As Roger Vadim noted, Hebrew can omit the copula, i.e. the form of to be that serves to link a subject and its complement. Thus, the Hebrew reads:

וַיַּ֣עַשׂ אֱלֹהִים֮ אֶת־הָרָקִיעַ֒ וַיַּבְדֵּ֗ל בֵּ֤ין הַמַּ֙יִם֙ אֲשֶׁר֙ מִתַּ֣חַת לָרָקִ֔יעַ וּבֵ֣ין הַמַּ֔יִם אֲשֶׁ֖ר מֵעַ֣ל לָרָקִ֑יעַ וַֽיְהִי־כֵֽן

Which I would gloss thus:

God made the expanse1 [and] he [or it]2 divided the water3 that [is/was/will be] under the expanse from the water that [is/was/will be] above the expanse [and]4 it was thus

Those two [is/was/will be] blocks are where we must supply a copula between "water" and "below" or "above". The problem is that if we want to supply a copula, we have to infer the tense that it would be in if it were there. Also as Roger noted, Biblical Hebrew actually uses two aspects instead of tenses: perfect and imperfect. We usually translate the perfect as past tense and the imperfect as present or future, in both English and French. But these translations are only rough fits, and suggest things to us that may be inconsistent with what the respective aspect would have suggested to the original reader.
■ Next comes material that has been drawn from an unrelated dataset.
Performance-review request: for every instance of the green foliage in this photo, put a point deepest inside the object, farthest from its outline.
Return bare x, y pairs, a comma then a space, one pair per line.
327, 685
If we choose the past ("Il sépara les eaux qui étaient au-dessous de l'étendue d'avec les eaux qui étaient au-dessus de l'étendue"), we might do so because we reason that we use the past even for things that are still true today ("perennial facts"). But consider that this use of the past tense also implies that the thing was already true then. That is, that the water was already below and above the expanse before its creation. Since this seems unlikely (why create the expanse if they're already separated?), using the past tense from this motivation is unwise.
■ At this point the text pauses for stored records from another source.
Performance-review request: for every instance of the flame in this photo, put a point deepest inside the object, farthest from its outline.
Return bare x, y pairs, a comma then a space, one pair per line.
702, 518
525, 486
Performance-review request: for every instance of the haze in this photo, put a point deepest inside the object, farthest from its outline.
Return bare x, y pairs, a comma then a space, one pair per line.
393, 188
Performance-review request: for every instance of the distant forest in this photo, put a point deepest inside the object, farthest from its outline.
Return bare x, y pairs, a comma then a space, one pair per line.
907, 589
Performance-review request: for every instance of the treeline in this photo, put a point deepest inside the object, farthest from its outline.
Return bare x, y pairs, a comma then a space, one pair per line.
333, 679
Hence, we're inclined to select the other interpretation of the past tense: that the waters were but are no longer in this arrangement, i.e. "qui étaient (autrefois) ...", the waters that used to be ... Some translators might favour this reading because they link the expanse with Gen. 7's "floodgates of heaven" that were opened for the great flood, releasing the waters that were "above the expanse" but are no longer.5

This leaves us with a more direct reason for why we might choose between the present and past: if you believe that the arrangement so described is intended to be the one still in effect, you select the present (because the past would suggest the wrong perennial fact), but if you believe that the arrangement came to an end, you select the past.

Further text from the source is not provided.